La fiesta, a decir de la mayoría, era una de las mejores que la italiana hubiese organizado. El problema era, quizá, que estaba convirtiéndose en un exceso orgiástico al modo de las bacanales de Calígula: la sangre desbordaba, en cualquier rincón se veía a los convidados en posturas indescriptibles y en más de una ocasión los vampiros aprovechaban para darse un festín con la lascivia del acto. Por esa razón Valentina había insistido en traer a tantos jóvenes. Sabía perfectamente que los vampiros también caían en la rutina, en la falta de inventiva de la edad y les era necesario el estímulo.
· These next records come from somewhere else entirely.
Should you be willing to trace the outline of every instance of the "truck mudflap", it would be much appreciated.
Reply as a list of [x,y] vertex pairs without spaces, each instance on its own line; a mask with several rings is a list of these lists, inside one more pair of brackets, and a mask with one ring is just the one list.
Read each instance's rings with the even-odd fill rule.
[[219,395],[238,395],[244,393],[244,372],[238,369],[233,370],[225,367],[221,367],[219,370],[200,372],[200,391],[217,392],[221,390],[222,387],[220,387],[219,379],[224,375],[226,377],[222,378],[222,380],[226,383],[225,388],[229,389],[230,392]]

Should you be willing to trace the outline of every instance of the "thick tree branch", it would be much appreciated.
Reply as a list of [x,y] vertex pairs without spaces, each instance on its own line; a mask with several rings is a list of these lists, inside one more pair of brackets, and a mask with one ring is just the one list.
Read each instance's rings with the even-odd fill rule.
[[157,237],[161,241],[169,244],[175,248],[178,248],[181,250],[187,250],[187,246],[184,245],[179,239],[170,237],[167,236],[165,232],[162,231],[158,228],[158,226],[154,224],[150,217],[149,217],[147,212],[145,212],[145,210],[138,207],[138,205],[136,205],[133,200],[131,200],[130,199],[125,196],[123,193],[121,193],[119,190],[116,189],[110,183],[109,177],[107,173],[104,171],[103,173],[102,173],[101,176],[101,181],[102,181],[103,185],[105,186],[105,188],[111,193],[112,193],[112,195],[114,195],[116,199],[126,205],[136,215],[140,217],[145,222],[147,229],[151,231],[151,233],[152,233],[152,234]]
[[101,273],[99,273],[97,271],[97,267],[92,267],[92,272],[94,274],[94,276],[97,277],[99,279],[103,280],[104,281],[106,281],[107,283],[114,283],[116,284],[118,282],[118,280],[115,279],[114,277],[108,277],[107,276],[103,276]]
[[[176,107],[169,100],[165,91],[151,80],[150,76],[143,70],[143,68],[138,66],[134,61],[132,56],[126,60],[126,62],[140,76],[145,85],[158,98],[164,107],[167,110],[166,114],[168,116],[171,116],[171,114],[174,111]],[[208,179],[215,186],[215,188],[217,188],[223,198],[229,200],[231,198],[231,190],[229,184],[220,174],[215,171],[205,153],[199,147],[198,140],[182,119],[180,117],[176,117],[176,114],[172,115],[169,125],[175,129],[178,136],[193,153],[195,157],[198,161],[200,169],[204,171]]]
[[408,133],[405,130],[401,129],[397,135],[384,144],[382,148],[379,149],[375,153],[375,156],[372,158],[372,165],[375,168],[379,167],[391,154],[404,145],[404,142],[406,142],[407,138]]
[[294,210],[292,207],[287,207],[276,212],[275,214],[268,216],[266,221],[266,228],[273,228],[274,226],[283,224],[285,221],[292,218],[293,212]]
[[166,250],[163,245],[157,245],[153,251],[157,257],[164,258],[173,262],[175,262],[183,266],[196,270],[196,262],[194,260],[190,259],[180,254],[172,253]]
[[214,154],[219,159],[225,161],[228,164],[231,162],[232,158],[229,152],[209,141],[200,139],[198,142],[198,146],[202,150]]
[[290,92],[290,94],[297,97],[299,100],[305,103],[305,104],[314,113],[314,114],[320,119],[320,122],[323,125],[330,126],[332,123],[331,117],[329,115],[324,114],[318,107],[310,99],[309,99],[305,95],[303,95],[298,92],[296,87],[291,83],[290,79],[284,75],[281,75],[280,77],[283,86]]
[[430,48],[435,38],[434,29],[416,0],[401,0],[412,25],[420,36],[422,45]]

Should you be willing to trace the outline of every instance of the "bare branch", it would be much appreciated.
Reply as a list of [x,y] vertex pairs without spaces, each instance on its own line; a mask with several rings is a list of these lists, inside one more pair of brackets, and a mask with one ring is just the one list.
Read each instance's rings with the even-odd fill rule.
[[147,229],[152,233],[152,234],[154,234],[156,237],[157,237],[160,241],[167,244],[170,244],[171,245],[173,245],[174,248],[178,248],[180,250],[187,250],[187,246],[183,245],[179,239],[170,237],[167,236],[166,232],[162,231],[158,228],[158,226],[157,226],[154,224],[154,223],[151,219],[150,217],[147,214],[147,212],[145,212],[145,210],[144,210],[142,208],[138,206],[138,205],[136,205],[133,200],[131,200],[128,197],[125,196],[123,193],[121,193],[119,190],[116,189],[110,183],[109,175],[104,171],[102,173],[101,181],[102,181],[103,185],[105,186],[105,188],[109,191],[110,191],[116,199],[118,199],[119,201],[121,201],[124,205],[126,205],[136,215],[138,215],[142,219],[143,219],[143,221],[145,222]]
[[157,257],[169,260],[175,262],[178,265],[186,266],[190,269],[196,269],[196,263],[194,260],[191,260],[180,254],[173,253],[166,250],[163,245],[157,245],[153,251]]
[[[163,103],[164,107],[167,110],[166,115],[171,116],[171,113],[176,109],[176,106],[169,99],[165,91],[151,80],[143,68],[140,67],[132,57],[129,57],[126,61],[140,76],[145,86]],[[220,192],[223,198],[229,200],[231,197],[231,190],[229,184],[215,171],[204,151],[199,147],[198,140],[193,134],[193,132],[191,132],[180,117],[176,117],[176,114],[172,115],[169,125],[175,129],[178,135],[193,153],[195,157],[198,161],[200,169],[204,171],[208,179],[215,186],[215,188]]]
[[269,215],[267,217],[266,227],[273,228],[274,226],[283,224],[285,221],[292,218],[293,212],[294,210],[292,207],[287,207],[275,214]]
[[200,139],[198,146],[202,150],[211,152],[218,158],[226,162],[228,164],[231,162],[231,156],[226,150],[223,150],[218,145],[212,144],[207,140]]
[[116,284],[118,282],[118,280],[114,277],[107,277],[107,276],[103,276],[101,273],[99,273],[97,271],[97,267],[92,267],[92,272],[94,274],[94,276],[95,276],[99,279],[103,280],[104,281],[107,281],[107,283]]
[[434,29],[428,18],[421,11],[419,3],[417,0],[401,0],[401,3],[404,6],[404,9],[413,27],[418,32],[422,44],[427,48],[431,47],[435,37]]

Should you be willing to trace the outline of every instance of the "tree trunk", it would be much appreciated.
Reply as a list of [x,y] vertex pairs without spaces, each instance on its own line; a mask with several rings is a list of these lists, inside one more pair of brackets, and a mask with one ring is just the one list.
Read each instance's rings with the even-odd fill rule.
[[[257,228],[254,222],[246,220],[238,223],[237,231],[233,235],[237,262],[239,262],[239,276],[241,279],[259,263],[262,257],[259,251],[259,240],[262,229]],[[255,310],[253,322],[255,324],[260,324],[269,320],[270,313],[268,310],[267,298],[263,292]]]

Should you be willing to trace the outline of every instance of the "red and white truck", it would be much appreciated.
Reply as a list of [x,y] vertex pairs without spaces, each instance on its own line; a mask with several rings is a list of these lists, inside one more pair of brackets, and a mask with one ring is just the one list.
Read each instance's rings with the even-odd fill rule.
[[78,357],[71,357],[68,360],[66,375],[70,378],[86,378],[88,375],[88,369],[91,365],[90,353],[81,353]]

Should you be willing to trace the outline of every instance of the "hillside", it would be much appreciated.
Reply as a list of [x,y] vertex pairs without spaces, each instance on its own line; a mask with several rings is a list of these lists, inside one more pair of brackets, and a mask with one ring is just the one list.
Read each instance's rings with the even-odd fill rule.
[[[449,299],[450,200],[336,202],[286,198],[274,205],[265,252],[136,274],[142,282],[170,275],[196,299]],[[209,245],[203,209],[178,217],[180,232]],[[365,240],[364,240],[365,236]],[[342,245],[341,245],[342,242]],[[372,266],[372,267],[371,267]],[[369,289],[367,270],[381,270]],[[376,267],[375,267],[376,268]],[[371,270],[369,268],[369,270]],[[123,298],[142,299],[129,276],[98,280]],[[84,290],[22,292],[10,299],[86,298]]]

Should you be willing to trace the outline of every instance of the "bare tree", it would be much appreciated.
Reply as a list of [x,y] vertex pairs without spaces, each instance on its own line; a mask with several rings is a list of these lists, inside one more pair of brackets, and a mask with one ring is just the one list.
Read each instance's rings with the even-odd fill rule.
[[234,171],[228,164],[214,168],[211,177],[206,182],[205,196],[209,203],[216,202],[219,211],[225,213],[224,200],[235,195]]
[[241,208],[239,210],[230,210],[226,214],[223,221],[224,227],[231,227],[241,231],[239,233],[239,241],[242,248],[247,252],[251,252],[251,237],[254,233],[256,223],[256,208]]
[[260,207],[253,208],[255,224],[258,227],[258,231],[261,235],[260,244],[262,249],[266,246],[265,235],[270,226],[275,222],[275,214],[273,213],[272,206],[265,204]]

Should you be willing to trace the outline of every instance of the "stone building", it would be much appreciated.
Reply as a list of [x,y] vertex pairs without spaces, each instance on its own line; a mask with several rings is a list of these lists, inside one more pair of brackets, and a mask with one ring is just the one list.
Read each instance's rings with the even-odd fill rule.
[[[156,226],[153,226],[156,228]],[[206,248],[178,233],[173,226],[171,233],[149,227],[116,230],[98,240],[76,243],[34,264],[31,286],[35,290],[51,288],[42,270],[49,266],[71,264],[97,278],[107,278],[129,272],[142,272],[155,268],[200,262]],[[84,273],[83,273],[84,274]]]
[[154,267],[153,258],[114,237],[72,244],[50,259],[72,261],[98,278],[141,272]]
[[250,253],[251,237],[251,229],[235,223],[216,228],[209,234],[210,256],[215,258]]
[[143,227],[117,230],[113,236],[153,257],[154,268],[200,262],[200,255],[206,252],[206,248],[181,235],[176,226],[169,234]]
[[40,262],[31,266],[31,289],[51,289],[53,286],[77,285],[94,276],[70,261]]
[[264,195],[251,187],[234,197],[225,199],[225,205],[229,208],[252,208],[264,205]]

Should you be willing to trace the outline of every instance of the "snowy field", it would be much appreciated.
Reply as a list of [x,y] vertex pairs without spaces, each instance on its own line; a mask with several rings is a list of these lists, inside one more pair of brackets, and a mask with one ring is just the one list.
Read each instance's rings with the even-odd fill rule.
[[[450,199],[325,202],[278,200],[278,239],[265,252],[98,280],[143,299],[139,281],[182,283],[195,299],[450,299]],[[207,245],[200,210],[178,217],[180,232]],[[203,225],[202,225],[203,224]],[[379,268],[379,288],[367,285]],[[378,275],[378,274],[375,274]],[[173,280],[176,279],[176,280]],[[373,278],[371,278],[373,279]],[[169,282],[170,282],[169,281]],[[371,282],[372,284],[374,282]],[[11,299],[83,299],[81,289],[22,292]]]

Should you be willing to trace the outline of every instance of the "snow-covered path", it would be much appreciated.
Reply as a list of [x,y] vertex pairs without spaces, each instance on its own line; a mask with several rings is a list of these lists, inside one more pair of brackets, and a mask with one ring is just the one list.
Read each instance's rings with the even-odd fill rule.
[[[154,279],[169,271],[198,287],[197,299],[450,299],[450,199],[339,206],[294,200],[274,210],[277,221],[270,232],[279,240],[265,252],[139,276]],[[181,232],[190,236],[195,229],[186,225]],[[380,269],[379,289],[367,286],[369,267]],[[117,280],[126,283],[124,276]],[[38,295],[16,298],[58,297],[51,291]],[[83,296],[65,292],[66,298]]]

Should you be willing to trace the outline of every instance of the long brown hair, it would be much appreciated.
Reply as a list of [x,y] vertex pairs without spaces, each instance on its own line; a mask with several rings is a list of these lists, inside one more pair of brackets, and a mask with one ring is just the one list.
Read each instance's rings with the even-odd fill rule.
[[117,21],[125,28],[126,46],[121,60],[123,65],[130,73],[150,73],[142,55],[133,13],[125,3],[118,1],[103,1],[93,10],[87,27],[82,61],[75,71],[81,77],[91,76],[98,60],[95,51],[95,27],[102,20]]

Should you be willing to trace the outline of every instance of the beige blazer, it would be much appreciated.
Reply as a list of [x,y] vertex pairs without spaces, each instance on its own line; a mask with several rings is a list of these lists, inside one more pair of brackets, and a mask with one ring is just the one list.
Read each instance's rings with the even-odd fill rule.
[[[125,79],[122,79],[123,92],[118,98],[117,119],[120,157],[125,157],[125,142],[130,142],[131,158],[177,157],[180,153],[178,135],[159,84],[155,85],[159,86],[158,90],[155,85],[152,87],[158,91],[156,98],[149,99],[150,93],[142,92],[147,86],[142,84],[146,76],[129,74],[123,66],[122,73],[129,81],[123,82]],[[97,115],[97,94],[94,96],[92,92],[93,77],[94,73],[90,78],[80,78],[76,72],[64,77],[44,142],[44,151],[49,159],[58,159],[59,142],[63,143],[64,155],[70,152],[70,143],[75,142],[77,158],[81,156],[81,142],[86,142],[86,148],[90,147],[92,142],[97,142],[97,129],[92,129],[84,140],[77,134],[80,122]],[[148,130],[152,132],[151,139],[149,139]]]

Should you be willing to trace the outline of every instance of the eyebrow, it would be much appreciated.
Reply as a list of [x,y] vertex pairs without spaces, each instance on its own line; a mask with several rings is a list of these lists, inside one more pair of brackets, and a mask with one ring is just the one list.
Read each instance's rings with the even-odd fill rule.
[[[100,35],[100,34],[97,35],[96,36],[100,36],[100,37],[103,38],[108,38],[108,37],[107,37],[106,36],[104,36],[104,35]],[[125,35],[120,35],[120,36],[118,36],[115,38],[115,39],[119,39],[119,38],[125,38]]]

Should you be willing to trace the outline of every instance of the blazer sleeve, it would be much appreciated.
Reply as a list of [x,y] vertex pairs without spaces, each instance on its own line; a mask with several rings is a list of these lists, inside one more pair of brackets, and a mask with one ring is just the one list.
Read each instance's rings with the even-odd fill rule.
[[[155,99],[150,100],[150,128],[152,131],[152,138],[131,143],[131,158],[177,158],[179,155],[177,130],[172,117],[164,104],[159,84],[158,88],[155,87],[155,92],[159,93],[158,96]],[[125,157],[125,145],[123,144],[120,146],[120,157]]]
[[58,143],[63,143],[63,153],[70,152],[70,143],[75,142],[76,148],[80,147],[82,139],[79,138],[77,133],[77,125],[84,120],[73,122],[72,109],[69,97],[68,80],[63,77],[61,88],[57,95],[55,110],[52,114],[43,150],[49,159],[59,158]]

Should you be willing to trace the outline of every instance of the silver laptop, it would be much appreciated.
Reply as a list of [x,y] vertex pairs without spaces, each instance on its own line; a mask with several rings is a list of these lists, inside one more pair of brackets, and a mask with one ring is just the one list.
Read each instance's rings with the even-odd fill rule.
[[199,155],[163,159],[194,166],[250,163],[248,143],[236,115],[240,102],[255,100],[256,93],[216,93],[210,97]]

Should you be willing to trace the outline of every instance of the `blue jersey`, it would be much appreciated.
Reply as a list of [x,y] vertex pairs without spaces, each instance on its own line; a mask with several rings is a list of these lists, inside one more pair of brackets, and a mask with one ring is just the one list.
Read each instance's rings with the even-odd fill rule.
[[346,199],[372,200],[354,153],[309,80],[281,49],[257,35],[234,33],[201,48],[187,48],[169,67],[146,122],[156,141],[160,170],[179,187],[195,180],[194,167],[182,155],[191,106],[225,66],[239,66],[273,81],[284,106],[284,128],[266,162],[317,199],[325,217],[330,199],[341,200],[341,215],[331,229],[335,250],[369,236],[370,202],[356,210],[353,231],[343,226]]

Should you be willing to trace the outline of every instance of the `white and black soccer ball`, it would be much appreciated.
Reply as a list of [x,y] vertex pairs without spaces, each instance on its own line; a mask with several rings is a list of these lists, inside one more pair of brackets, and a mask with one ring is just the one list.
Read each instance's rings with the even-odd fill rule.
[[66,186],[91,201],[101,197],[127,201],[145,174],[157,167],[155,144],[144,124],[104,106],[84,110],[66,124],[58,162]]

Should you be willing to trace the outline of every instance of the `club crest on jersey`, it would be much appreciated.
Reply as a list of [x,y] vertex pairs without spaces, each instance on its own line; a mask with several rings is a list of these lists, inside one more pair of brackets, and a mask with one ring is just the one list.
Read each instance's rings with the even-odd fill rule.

El libertinaje acababa de empezar y aún los amigos no se unían a las festividades; les bastaba, por ahora, ver cómo los invitados se deleitaban en SU fiesta de despedida. Pronto, muy pronto, partirían hacia otras latitudes abandonando el abusivo clima de la isla y separándose tras un número de años de amistad muy grande incluso para ellos. Esta celebración era además la última oportunidad para disfrutar de la tierra en la que llevaban tanto tiempo viviendo e, irónicamente, ahora no se sentían con ánimos de aprovecharla.
Aun así se distraían paseándose por entre el gentío, observando las diversiones ajenas y caminando hasta la piscina. Se sentaron cerca del borde y durante un tiempo nadie habló, se limitaron a mirarse entre ellos y de vez en cuando le echaban una ojeada a los bañistas.
—Oye mujer, te ha quedado buena la fiesta —dijo Mike con un poco de desánimo.
—Sí, bueno, para esta última reunión lo preparé todo como Dios manda.
—Sí, eh…
—Me voy el día diez, familia… —dijo Robert— Ya está decidido.
—¿Entonces, qué? —preguntó Mike— ¿Todos se van el día diez?
—¿Por qué no? —preguntó Wolfgang a su vez— Podemos sacar juntos los tres pasajes y nos vamos.
—Los voy a extrañar… —dijo Mike— Los voy a extrañar.
—Ya mantendremos el contacto, no se depriman. Además, seguro igual nos reunimos allá —acotó Valentina—. Miren el gentío, creo que los humanos están listos, recuerden: hay que comportarse. Ya es de madrugada y los demás quieren comenzar.
Con la poco habitual sensiblería de estas criaturas, ninguno confesó la pesadumbre que sentía en el pecho. Eran bestias de costumbres y después de tantos años habían terminado por acomodarse a esta tierra aunque fuera tan poco apta para su especie. Pero era hora de buscar un hogar nuevo. Sin decir más, el grupo se levantó y se unió a la fiesta que, para ellos, apenas comenzaba.